Or you could choose to become a citizen of a country you support instead.
I'm not saying "get out if you're not all in", I'm not trying to be dismissive. But your citizenship and temperament are accidents of your birth, and you have the power to rectify the former.
Agreed, instead of giving up my passport, moving away from my family and job, or going to prison for tax evasion...
... how about we agree that I personally did not want the government to use my tax money to bomb civilians in Eurasia and I desperately would like to find a way to prevent those weapons from being launched.
But I think we would have to replace something like 70% of our elected representatives to force that to happen
Can we agree that the militaries of the West try extraordinarily hard, especially by historical standards, to not harm civilians during wartime?
Can we also agree that zero civilian casualties during war is at least adjacent to impossible?
Can we also agree that a country unwilling to protect its people and interests with military action would be a much less secure country than the ones we have today? Indeed, that the threat of rapid, devastating response is the key reason why we are as close to world peace as we are today and have been for decades?
I'm pretty sure that's not true. But maybe I'm wrong. To know the answer, we'll have to discover the monetary cost of doing so and calculate how long it might take to save up money, and what must be forgone, to acheive it.
Wait - so it's something you've never actually researched or considered (or thought about in any depth, if you think the only barrier is financial), but you're somehow pretty sure countries hand out citizenships willy-nilly?
The only path to citizenship that's open to anybody is naturalization, and that requires you to already be a legal (often permanent) resident. While there are a few countries where you become eligible after two or three years - notably Canada - many require five, ten or even fifteen years. So before you even start the process, you have to deal with immigrating to your country of choice from your current country of citizenship/residence. And while that's not exactly the cheapest of undertakings[0], the real problem is that your application first of all generally needs to be sponsored by someone (typically strictly a relative or employer, so good luck if you don't have family in the country in question or don't work in a field that tends to hire across borders) and secondly is most often quite literally at the mercy of bored officials behind glass walls who have the power to deny you on a whim and owe you no explanation.

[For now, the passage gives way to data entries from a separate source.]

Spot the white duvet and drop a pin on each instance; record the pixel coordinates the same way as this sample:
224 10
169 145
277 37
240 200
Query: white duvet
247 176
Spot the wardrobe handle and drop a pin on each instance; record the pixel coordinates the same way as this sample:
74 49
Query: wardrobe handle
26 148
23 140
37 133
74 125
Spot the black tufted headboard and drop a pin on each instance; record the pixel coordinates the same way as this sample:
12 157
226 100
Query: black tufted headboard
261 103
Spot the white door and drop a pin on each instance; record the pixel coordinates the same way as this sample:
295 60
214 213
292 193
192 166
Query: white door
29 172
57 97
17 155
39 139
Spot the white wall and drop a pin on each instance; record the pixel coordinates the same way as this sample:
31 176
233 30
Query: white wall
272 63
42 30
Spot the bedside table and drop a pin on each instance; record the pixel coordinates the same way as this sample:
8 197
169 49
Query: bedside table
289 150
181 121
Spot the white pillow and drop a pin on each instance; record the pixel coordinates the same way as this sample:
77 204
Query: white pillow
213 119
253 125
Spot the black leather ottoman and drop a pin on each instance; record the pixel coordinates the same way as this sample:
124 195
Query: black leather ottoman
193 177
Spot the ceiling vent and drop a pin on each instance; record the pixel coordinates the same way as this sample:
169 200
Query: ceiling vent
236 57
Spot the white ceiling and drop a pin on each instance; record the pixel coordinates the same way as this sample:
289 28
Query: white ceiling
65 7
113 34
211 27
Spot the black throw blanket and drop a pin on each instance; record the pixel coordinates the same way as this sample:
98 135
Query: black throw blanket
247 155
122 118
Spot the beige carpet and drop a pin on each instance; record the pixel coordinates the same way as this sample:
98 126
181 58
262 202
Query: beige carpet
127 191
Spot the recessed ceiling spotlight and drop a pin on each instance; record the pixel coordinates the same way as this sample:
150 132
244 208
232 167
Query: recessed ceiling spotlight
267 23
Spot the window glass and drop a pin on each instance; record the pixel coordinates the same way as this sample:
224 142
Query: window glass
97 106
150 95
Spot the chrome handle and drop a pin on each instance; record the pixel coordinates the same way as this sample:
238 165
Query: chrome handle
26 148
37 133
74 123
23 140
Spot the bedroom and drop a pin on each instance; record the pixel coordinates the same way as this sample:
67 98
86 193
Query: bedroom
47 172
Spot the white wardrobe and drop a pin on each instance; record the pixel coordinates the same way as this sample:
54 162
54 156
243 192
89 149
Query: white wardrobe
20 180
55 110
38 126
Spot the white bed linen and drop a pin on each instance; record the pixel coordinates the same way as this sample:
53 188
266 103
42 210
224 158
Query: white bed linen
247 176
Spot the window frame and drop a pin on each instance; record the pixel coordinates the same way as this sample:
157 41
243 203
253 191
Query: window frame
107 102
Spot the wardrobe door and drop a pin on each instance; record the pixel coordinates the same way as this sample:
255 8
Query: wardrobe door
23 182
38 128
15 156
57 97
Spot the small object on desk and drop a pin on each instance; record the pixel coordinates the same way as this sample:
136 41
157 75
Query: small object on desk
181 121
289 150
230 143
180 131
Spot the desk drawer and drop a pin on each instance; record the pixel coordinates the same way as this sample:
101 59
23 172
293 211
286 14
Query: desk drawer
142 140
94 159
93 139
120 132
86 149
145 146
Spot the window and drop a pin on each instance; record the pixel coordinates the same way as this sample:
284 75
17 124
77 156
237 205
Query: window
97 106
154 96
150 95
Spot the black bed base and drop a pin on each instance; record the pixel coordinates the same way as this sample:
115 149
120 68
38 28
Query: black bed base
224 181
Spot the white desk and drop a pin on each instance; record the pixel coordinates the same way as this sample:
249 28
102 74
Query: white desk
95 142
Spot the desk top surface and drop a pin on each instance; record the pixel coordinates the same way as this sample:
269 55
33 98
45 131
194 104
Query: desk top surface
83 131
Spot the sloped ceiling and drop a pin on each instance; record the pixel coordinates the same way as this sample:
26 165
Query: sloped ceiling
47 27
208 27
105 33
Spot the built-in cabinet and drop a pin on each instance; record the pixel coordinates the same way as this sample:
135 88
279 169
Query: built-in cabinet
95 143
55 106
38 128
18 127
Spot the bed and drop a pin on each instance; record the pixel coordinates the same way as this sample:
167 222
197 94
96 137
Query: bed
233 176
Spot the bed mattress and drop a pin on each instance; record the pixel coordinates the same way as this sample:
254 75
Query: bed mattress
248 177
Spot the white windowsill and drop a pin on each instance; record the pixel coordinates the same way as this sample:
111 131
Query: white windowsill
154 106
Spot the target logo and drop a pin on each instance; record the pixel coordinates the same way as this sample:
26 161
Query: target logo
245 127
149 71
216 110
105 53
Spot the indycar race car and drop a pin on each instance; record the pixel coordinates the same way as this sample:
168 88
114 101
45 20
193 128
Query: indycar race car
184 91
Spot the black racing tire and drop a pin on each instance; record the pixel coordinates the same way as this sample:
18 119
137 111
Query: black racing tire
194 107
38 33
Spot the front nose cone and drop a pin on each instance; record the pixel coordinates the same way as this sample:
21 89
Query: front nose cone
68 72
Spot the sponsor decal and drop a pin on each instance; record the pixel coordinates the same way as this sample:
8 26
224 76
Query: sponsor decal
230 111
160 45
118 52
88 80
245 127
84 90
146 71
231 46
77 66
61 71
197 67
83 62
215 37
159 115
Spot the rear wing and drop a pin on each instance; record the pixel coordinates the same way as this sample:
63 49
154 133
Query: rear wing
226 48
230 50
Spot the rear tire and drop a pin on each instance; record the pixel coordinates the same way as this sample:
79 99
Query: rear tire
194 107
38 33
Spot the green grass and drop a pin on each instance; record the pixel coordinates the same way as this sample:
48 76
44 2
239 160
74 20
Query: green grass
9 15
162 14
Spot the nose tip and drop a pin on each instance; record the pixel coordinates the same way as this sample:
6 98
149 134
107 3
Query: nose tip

If by some convening of application strength and sheer luck you do get a residence permit, you then get to have your freedom of movement curtailed for however many years[1] during which simply being in the wrong place at the wrong time can set you back to square zero[2] and you still get slapped by the effect of sanctions like these, as you're still a citizen of whatever country you came from. Or you could also just make some exorbitant "investment" (often hundreds of thousands of dollars' worth) and effectively straight-up buy citizenship.
So yeah, the vast majority of people are rather powerless to do anything about their citizenship, especially when they don't have passports that let them travel anywhere on a whim (as tends to be the case for people in the sort of countries that one would want to escape citizenship of lol).
0: The cost of a passport, visa, plane ticket and rent deposit is easily $2000 plus depending on the part of the world (a friend of mine recently spent close to $4000 out of pocket relocating to Germany).
1: It's not enough to simply hold residency - there are often requirements for how much time you must have spent in the country in order to be eligible for naturalization, and leaving the country for an extended period of time will often itself jeopardise one's residency status.
2: In the US, for example, various misdemeanours - for instance drug possession - are grounds for deportation, after which you might as well forget about legally entering the country to talk of becoming a permanent resident again.